P.S. This isn't an homework job - I'm trying to make something like this: http://d24w6bsrhbeh9d.cloudfront.net/photo/190546_700b.jpg
You could use the factor as a number of shuffling chars in the string around.
As the factor seem's to be between 0 and 1, you can multiply the factor with the string's length.
from random import random
def shuffle(string, factor):
string = list(string)
length = len(string)
if length < 2:
return string
shuffles = int(length * factor)
for i in xrange(shuffles):
i, j = tuple(int(random() * length) for i in xrange(2))
string[i], string[j] = string[j], string[i]
return "".join(string)
x = "computer"
print shuffle(x, .2)
print shuffle(x, .5)
print shuffle(x, .9)
coupmter
eocpumtr
rpmeutoc
If you want the first and the last characters to stay in place, simply split them and add them later on.
def CoolWordScramble(string, factor = .5):
if len(string) < 2:
return string
first, string, last = string[0], string[1:-1], string[-1]
return first + shuffle(string, factor) + last
You haven't defined what your "factor" should mean, so allow me to redefine it for you: A scrambling factor N (an integer) would be the result of swapping two random letters in a word, N times.
With this definition, 0 means the resulting word is the same as the input, 1 means only one pair of letters is swapped, and 10 means the swap is done 10 times.

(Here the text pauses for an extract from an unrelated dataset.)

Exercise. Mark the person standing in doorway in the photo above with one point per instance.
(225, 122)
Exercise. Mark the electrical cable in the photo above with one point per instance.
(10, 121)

You can make the "factor" roughly correspond to the number of times two adjacent letters of the word switch their positions (a transposition).
In each transposition, choose a random position (from 0 through the length-minus-two), then switch the positions of the letter at that position and the letter that follows it.
It could be implemented many ways, but here is my solution:
Wrote a function that just changes a letter's place:
def scramble(s):
s = list(s) #i think more easier, but it is absolutely performance loss
p = s.pop(random.randint(0, len(s)-1))
s.insert(random.randint(0, len(s)-1), p)
return "".join(s)
And wrote a function that apply to a string many times:
def scramble_factor(s, n):
for i in range(n):
s = scramble(s)
return s
Now we can use it:
>>> s = "paragraph"
>>> scramble_factor(s, 0)
'paragraph'
>>> scramble_factor(s, 1)
'pgararaph'
>>> scramble_factor(s, 2)
'prahagrap'
>>> scramble_factor(s, 5)
'pgpaarrah'
>>> scramble_factor(s, 10)
'arpahprag'
Of course functions can be combined or nested, but it is clear I think.
Edit:
It doesn't consider distance, but the scramble function easily replaced just for swapping adjacent letters. Here is one:
def scramble(s):
if len(s)<=1:
return s
index = random.randint(0, len(s)-2)
return s[:index] + s[index + 1] + s[index] + s[index+2:]
You could do a for-loop that counts down to 0.
Convert the String into a Char-Array and use a RNG to choose 2 letters to swap.